# i want to make a knife. bare with me.



## Ration-AL (Apr 18, 2012)

been looking around for a special knife that i want but cannot find anywhere for the life of me and am wondering how hard/expensive it would be for me to make my own.

i have access to a machine shop with all of the mills,lathes, lazer/water/plasma cutters and tools a man will ever need, what i want to do is make a drawing of the knife i want and get it made in the shop sans-edge and then take the blank to a knife maker and get an edge put on it...will a knife maker do this? what is the "trick" to making a knife? thickness taper? what can i do take make his job easier?

or is the minimal price difference between him making the whole thing and putting an edge on my blank so small i should just have him do the whole thing?

i get materials cheap and machining/welding/coating for trade in beer/booze.

what I'm looking for and correct me on my terminology if I'm wrong as I'm not a knife guy, i just know what i want.

is a "reverse blade"- "d guard"- "bowie" knife kind of like this...but meaner and a bigger guard, lol


----------



## md1911 (Feb 9, 2012)

Heat treating the blade (temper). Is what makes a knife hold a edge. The carbon content for a good knife is important. The higher the carbon the harder the blade can be made. 
The drawback is the more carbon and temper you use the more britel the medel becomes. Before you start I would sugest you find a reputable knife maker around your area, or some one you want to use. Ask them about price. 
I have made a couple knives and would not put a temper on a blade I didn't make. Some knife makers will though. 
1. Start with good high carbon steel. (I use old saw mill blades). 
2. What are you making it for hacking like a machettie. Or just cutting? (This will help determin the thickness the blade needs to be.) Also if its for hacking you don't want much temper. Hope I was some help. 

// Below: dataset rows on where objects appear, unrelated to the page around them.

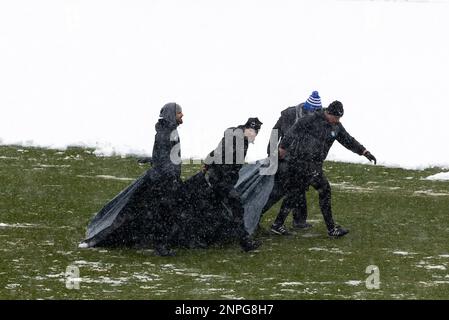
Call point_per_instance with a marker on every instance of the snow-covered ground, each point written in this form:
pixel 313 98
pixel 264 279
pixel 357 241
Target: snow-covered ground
pixel 96 72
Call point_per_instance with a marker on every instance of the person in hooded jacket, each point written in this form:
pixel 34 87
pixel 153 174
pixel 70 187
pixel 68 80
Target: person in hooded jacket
pixel 287 119
pixel 143 212
pixel 304 148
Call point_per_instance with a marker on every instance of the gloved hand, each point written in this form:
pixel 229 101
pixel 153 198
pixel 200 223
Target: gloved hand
pixel 370 157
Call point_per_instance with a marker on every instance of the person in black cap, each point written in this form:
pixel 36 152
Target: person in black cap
pixel 305 147
pixel 221 172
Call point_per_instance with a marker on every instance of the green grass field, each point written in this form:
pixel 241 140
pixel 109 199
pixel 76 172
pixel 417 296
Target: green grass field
pixel 398 221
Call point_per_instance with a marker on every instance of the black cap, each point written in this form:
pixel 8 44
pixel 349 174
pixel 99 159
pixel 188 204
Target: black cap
pixel 335 108
pixel 253 123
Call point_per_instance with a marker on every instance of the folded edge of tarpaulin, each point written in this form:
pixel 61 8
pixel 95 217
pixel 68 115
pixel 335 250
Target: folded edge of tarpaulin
pixel 254 190
pixel 106 220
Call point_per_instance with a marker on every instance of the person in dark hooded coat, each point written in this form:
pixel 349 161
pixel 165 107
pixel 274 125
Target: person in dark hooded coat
pixel 222 173
pixel 287 119
pixel 142 213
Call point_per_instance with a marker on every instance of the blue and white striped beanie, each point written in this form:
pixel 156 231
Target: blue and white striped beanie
pixel 313 103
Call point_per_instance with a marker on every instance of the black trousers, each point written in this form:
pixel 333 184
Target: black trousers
pixel 301 175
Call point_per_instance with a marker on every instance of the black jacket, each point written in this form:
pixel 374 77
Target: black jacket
pixel 222 174
pixel 167 142
pixel 310 139
pixel 287 119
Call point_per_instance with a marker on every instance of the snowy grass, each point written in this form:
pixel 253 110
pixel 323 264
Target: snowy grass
pixel 396 222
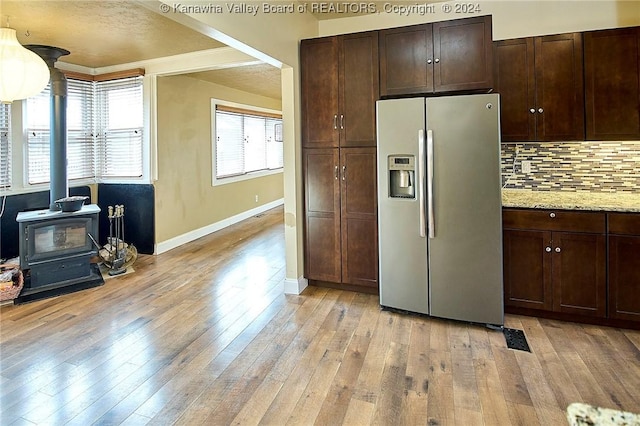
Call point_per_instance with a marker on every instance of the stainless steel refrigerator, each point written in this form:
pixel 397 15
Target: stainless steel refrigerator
pixel 439 207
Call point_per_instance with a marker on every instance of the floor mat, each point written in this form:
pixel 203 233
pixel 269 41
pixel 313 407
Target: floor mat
pixel 516 339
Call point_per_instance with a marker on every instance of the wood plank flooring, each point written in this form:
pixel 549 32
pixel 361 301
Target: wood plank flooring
pixel 203 334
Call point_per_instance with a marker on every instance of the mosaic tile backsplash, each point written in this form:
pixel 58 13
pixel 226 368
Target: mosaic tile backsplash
pixel 593 166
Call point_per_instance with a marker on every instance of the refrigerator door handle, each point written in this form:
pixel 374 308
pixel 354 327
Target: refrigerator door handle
pixel 432 223
pixel 421 168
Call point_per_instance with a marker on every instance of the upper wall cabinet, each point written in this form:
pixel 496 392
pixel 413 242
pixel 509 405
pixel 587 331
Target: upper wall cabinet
pixel 440 57
pixel 540 81
pixel 612 84
pixel 339 90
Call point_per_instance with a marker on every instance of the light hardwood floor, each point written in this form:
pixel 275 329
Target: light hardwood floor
pixel 203 334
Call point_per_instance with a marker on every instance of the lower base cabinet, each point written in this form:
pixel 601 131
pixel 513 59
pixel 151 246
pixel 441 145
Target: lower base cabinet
pixel 555 261
pixel 624 273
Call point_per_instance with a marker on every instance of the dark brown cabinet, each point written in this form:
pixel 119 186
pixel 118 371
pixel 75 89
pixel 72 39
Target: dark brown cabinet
pixel 612 84
pixel 340 87
pixel 322 214
pixel 624 274
pixel 541 86
pixel 341 216
pixel 555 261
pixel 439 57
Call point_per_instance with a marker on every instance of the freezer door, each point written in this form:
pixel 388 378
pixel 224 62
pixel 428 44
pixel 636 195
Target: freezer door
pixel 465 250
pixel 402 244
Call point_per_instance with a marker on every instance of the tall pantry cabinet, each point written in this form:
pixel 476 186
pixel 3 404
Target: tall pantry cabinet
pixel 339 89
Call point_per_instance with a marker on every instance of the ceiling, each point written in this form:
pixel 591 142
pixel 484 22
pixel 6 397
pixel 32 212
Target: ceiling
pixel 100 33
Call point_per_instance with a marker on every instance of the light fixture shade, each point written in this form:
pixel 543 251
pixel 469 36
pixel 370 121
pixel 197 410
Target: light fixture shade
pixel 22 72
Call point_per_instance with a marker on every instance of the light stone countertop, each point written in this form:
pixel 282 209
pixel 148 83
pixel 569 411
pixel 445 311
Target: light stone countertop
pixel 565 200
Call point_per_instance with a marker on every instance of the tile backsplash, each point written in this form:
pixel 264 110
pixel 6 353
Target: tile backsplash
pixel 594 166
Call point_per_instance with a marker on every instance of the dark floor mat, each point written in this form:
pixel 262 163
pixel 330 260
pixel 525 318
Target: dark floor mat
pixel 516 339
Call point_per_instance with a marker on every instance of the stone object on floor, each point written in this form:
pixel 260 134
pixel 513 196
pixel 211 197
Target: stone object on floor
pixel 579 414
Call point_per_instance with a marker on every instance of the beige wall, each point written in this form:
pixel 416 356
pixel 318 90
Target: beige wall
pixel 273 36
pixel 185 199
pixel 511 18
pixel 277 36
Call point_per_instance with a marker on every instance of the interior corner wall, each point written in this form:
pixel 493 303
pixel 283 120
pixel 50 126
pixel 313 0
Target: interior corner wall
pixel 185 199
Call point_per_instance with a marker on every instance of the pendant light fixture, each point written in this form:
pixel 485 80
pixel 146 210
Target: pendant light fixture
pixel 22 72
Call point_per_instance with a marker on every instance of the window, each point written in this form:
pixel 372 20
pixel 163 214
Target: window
pixel 5 146
pixel 246 140
pixel 104 130
pixel 119 119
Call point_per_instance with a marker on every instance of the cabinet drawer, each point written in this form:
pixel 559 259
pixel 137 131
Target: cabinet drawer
pixel 624 223
pixel 554 220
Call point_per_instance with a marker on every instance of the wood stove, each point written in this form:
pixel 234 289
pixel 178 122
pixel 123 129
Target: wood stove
pixel 56 247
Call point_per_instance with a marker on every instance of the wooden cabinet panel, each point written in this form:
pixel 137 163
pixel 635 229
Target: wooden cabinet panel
pixel 548 268
pixel 515 81
pixel 322 215
pixel 339 90
pixel 579 274
pixel 624 223
pixel 559 87
pixel 319 74
pixel 442 57
pixel 359 89
pixel 527 269
pixel 359 208
pixel 404 53
pixel 463 54
pixel 554 220
pixel 624 277
pixel 341 233
pixel 541 85
pixel 612 84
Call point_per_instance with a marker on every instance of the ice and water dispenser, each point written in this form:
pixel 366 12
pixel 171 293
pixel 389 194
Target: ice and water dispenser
pixel 402 179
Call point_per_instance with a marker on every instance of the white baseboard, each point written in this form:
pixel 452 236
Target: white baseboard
pixel 293 286
pixel 206 230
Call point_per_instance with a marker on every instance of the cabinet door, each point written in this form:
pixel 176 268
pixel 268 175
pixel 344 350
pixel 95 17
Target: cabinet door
pixel 579 274
pixel 359 208
pixel 514 69
pixel 322 214
pixel 359 89
pixel 404 53
pixel 559 87
pixel 612 84
pixel 463 54
pixel 319 72
pixel 624 277
pixel 527 269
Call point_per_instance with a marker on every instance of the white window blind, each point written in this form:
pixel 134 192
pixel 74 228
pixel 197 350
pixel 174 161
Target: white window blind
pixel 80 143
pixel 246 141
pixel 5 146
pixel 119 117
pixel 104 130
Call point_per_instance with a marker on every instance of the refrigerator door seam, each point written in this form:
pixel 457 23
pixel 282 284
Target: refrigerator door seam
pixel 421 167
pixel 432 223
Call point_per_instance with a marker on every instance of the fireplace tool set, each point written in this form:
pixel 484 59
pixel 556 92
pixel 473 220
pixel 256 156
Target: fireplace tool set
pixel 117 255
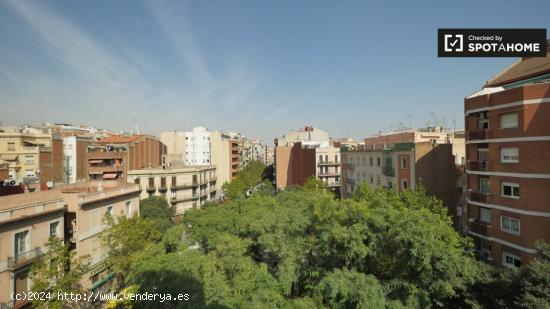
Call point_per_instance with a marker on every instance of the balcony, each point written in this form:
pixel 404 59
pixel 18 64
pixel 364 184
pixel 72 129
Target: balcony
pixel 184 198
pixel 329 174
pixel 478 134
pixel 479 165
pixel 480 197
pixel 23 258
pixel 100 169
pixel 328 163
pixel 479 227
pixel 388 171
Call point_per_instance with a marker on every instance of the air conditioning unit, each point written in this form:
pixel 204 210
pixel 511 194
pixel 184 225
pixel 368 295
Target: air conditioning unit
pixel 11 183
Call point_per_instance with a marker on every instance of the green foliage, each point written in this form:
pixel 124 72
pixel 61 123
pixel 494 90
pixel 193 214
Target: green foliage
pixel 303 249
pixel 125 237
pixel 58 270
pixel 156 209
pixel 249 177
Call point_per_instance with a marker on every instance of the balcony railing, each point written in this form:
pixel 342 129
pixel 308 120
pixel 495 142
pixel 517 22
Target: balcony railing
pixel 329 174
pixel 388 171
pixel 479 165
pixel 478 134
pixel 23 257
pixel 480 197
pixel 479 227
pixel 329 163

speak softley and carry a big stick


----------



## md1911 (Feb 9, 2012)

This is one I made from a sawmill saw. Deerhorn handle.

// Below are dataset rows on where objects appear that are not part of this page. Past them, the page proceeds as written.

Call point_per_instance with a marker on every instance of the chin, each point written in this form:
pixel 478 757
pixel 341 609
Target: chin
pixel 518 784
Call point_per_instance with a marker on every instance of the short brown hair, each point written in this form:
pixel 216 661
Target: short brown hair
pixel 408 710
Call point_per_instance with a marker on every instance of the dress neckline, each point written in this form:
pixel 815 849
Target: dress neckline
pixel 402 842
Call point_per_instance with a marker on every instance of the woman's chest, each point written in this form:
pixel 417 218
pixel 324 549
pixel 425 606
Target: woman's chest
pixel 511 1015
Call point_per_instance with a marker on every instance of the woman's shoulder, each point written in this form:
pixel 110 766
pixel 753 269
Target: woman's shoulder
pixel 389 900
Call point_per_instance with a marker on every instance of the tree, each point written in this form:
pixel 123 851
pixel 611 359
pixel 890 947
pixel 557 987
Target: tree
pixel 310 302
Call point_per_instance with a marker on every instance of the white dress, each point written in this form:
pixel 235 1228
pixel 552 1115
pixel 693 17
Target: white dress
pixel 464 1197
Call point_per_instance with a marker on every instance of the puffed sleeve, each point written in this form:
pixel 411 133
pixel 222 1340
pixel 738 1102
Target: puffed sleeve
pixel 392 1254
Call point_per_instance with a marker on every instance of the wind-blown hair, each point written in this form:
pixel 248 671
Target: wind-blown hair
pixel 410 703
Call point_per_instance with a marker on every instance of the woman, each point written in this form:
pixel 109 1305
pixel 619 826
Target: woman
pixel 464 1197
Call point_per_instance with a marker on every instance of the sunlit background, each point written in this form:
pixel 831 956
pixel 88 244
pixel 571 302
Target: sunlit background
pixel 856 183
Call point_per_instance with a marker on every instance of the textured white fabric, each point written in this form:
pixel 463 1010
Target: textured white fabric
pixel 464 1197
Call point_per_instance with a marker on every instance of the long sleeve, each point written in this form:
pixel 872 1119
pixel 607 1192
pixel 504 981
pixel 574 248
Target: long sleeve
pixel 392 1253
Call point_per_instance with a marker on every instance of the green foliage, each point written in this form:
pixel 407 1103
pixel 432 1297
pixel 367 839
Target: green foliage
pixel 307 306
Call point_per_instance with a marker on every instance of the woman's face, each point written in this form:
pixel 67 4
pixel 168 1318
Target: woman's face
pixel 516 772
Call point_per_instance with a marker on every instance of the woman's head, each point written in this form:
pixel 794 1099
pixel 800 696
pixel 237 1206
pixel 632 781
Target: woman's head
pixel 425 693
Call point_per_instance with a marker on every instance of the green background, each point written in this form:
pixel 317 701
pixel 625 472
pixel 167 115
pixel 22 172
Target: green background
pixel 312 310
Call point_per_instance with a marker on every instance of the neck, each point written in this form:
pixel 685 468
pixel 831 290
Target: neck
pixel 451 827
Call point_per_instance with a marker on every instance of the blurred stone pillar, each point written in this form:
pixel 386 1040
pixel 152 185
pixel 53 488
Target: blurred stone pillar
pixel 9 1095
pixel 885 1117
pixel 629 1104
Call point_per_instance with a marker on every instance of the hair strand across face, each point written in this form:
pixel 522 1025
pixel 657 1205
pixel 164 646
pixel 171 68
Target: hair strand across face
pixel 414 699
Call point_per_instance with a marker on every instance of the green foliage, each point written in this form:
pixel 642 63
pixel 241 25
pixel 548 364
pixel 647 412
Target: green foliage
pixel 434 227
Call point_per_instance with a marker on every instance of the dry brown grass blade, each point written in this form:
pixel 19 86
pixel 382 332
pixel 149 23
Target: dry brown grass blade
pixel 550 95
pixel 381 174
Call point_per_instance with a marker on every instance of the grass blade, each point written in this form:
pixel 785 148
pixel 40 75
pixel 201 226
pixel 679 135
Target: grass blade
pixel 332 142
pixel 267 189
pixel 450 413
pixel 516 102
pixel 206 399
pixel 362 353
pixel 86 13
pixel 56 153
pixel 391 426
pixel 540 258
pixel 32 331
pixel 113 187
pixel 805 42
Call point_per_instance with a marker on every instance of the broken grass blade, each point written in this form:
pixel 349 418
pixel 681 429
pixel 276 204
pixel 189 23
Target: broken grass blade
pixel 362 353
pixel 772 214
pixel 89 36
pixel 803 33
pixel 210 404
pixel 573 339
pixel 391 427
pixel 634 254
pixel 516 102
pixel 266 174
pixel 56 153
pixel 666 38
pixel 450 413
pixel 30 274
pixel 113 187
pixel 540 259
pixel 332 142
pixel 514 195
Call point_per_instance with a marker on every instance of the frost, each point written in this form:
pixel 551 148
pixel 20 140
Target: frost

speak softley and carry a big stick


----------



## Ration-AL (Apr 18, 2012)

md1911 said:


> Heat treating the blade (temper). Is what makes a knife hold a edge. The carbon content for a good knife is important. The higher the carbon the harder the blade can be made.
> The drawback is the more carbon and temper you use the more britel the medel becomes. Before you start I would sugest you find a reputable knife maker around your area, or some one you want to use. Ask them about price.
> I have made a couple knives and would not put a temper on a blade I didn't make. Some knife makers will though.
> 1. Start with good high carbon steel. (I use old saw mill blades).
> ...


yeah I've been reading about the steel types, looking at D2/A2/01/440c or possible this stuff
http://www.knifeart.com/talbychucbyb.html

i plan on handing the guy something that looks like this








or this









but in the shape i want, basically i want to just cut the shape from the steel on one of our waterjet machines and let the knife maker do the "ART" part of the knife making, i just don't know enough about knife making to know if it works like that, you mention tempering, i wasn't planning on doing that bit, just basically handing the guy a blank...


----------



## Ration-AL (Apr 18, 2012)

md1911 said:


> This is one I made from a sawmill saw. Deerhorn handle.
> 
> View attachment 2172
> 
> ...


nice! magnus is making me want to get into this more and that pics helps to haha, i'm also looking into how to put an edge on things and such, i've made plenty of sharp parts of steel before by accident i just hop i can do it on purpose and do it as to where it'll hold an edge, haha


----------



## md1911 (Feb 9, 2012)

If you start with good metel then the knife maker should be able to do the rest. Good luck I enjoy making knifes.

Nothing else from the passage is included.